An Overland Park nurse believes she was a victim of being served bad alcohol while on a trip in Mexico.
Cindy Otte was vacationing in May at Playa del Carmen, where three months later Mexican authorities swept through dozens of resorts to seize unsanitary alcohol, according to the Milwaukee Journal Sentinel. Cancun resorts were also among the investigation.
The seizure of 10,000 gallons of bad alcohol earlier this month came after the U.S. State Department issued a warning about tainted alcohol to vacationers in Mexico. However, as of Aug. 31, the department makes no mention of alcohol in its travel warning for Mexico.
After two shots of tequila hours earlier, Otte visited a Señor Frogs restaurant, where she drank one-quarter of a margarita.
Then the symptoms overwhelmed her, and she collapsed, she said.
“I had a drink, and then 30 minutes later I started laughing hysterically and then just literally went down, passed out, turned cold,” Otte told The Star.
Otte described the experience as the “scariest event of my life.”
More than 1.4 million gallons of adulterated alcohol has been seized by Mexican authorities since 2010, according to a 2017 report.
The State Department continues to list Quintana Roo, which includes Playa del Carmen and Cancun, as potentially dangerous: “The state of Quintana Roo experienced an increase in homicide rates compared to 2016.”

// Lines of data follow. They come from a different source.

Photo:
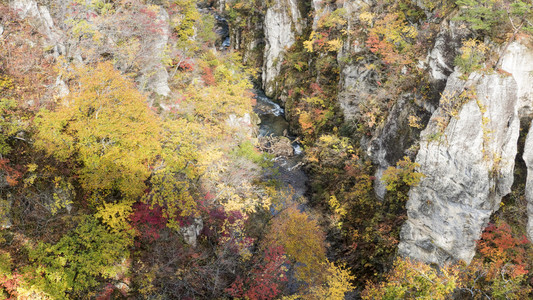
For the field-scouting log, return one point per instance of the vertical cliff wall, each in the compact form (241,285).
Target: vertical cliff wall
(283,22)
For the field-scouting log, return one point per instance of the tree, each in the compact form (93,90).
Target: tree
(414,280)
(303,241)
(78,262)
(106,126)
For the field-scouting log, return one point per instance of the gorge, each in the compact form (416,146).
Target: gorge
(285,149)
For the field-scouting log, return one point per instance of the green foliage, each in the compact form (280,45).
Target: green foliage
(184,22)
(497,17)
(303,242)
(106,125)
(249,151)
(414,280)
(472,56)
(77,263)
(9,125)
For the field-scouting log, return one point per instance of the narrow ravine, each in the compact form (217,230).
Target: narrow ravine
(275,128)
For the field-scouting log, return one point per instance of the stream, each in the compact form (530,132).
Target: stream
(273,123)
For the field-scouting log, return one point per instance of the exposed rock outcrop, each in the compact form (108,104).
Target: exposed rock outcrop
(518,61)
(467,155)
(282,23)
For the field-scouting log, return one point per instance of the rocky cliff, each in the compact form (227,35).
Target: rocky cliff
(470,123)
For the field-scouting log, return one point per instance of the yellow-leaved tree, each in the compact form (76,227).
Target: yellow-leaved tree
(104,125)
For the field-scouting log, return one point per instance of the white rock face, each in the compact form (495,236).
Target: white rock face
(155,75)
(518,60)
(282,23)
(468,167)
(45,24)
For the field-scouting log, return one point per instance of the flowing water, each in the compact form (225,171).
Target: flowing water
(273,123)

After Otte was sickened, she was taken to a hospital, where she came to after six hours of unconsciousness. She said the hospital requested $2,000 before treatment. She was treated with fluids and nausea medication. Hospital staff diagnosed her with dehydration.
Otte said she felt uncomfortable because she was not treated for potential poisoning, a feeling that heightened when hospital staff requested an additional $2,000 to spend the night at the hospital.
Otte and her husband left instead.
“They didn’t care if I was going to die,” Otte said. “No concern for my health, and they didn’t treat me until the $2,000 was cleared.”
Irregular alcohol can be reported to Mexican authorities at the Federal Commission for the Protection against Sanitary Risk.
Parts of Mexico are popular tourist areas, and most visits are incident-free, a U.S. Embassy representative told meetings-conventions.com.